Runs the Random Walk with Restarts (RWR) sampling algorithm.

Parameters:

  • graph_name (str): The name of the original graph in the graph catalog.
  • sampling_ratio (float): The fraction of nodes in the original graph to be sampled.
  • start_node_ids (List[int]): IDs of the initial set of nodes of the original graph from which the sampling random walks will start.
  • restart_probability (float, optional): The probability that a sampling random walk restarts from one of the start nodes. Defaults to 0.1.
  • node_label_stratification (bool, optional): If true, preserves the node label distribution of the original graph. Defaults to False.
  • relationship_weight_property (Optional[str], optional): Name of the relationship property to use as weights. If unspecified, the algorithm runs unweighted. Defaults to None.

Returns:

Dict[str, Any]: A dictionary with the results of the RWR sampling.

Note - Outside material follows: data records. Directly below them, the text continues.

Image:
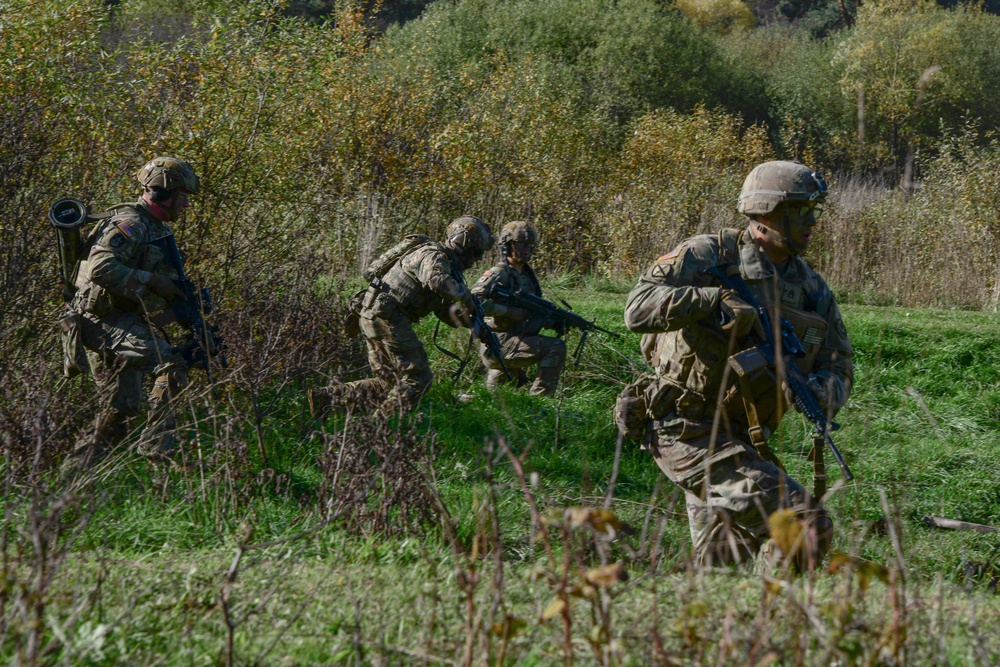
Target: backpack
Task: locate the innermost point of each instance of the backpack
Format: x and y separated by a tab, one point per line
381	265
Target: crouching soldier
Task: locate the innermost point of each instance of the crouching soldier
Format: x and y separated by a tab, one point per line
413	279
519	329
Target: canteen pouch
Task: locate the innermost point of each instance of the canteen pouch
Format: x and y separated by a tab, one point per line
74	354
631	416
755	388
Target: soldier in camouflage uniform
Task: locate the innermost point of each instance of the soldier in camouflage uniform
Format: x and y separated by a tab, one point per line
427	278
123	283
517	328
731	480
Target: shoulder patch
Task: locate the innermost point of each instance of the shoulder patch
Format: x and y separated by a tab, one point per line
126	228
670	255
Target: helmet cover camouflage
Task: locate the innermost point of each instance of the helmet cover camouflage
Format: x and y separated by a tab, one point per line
518	231
772	183
168	173
469	234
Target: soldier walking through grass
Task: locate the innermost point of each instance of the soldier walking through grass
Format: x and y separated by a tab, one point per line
124	280
416	277
704	343
519	329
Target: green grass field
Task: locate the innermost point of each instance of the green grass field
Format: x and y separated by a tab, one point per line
247	563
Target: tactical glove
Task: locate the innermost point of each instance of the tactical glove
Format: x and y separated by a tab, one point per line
163	286
736	315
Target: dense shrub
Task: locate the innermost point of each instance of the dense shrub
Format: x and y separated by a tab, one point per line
922	68
605	123
678	175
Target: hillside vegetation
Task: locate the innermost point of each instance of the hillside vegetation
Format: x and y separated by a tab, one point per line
618	128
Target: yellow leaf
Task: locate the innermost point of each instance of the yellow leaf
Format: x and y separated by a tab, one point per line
606	575
786	529
600	520
509	627
554	609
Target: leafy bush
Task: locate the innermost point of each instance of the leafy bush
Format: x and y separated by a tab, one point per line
922	68
678	175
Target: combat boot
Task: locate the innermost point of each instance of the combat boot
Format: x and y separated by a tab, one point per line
546	382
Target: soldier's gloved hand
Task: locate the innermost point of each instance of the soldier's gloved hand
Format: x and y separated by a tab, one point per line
818	389
460	313
163	286
737	315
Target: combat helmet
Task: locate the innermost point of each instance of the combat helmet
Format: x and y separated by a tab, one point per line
516	232
168	173
772	183
469	237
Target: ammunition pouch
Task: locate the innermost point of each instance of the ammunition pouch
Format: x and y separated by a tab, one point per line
74	353
753	398
631	414
94	301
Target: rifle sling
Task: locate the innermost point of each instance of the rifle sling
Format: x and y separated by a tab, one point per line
819	468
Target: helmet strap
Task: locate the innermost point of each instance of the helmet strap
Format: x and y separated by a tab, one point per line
779	239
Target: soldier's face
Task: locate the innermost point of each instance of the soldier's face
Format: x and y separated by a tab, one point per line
522	252
178	203
801	220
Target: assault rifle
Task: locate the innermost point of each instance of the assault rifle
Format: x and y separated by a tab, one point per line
791	348
481	330
562	318
202	340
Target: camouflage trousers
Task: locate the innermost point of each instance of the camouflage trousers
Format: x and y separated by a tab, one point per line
521	351
398	360
730	491
122	349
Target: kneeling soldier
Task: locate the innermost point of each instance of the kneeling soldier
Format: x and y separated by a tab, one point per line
518	328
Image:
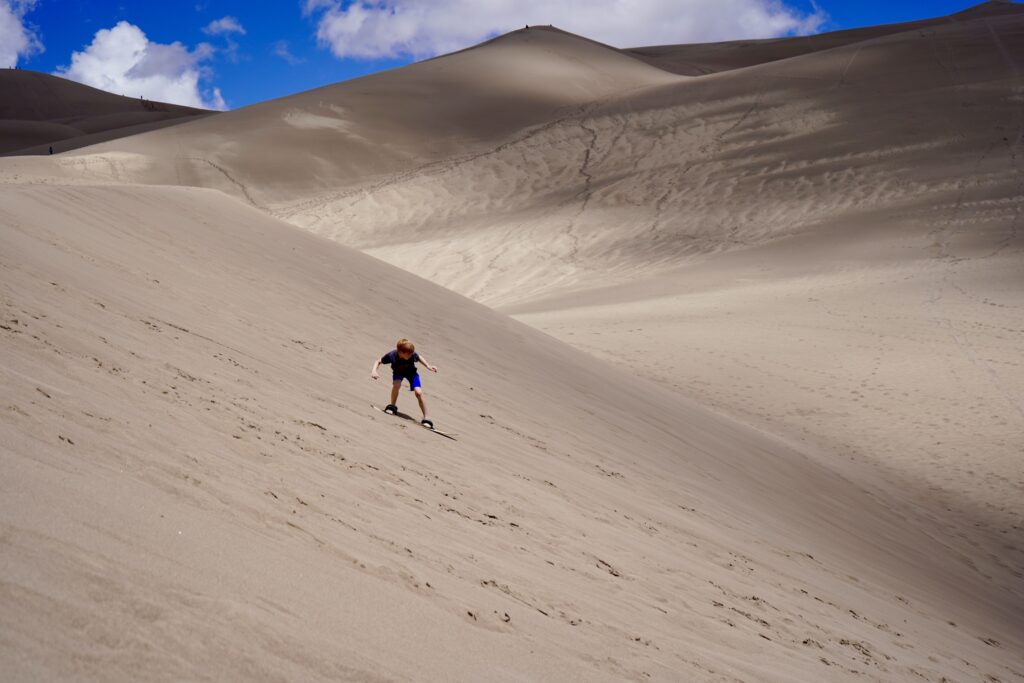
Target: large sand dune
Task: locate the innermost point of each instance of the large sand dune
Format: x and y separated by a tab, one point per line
196	486
872	186
822	247
39	112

common_neighbour_aware_random_walk

def common_neighbour_aware_random_walk(
    self,
    graph_name: str,
    sampling_ratio: float,
    start_node_ids: List[int],
    node_label_stratification: bool = False,
    relationship_weight_property: Optional[str] = None
):

Runs the Common Neighbour Aware Random Walk (CNARW) sampling algorithm.

Parameters:

  • graph_name (str): The name of the original graph in the graph catalog.
  • sampling_ratio (float): The fraction of nodes in the original graph to be sampled.
  • start_node_ids (List[int]): IDs of the initial set of nodes of the original graph from which the sampling random walks will start.
  • node_label_stratification (bool, optional): If true, preserves the node label distribution of the original graph. Defaults to False.
  • relationship_weight_property (Optional[str], optional): Name of the relationship property to use as weights. If unspecified, the algorithm runs unweighted. Defaults to None.

Returns:

Dict[str, Any]: A dictionary with the results of the CNARW sampling.

get_triplet

def get_triplet(
    self,
    subj: Optional[str] = None,
    obj: Optional[str] = None,
    rel: Optional[str] = None
):

Query triplet information. If subj, obj, or rel is not specified, returns all matching triplets.

Parameters:

  • subj (Optional[str]): The ID of the subject node. If None, matches any subject node. (default: :obj:None)
  • obj (Optional[str]): The ID of the object node. If None, matches any object node. (default: :obj:None)
  • rel (Optional[str]): The type of relationship. If None, matches any relationship type. (default: :obj:None)

Returns:

List[Dict[str, Any]]: A list of matching triplets, each containing subj, obj, rel, and timestamp.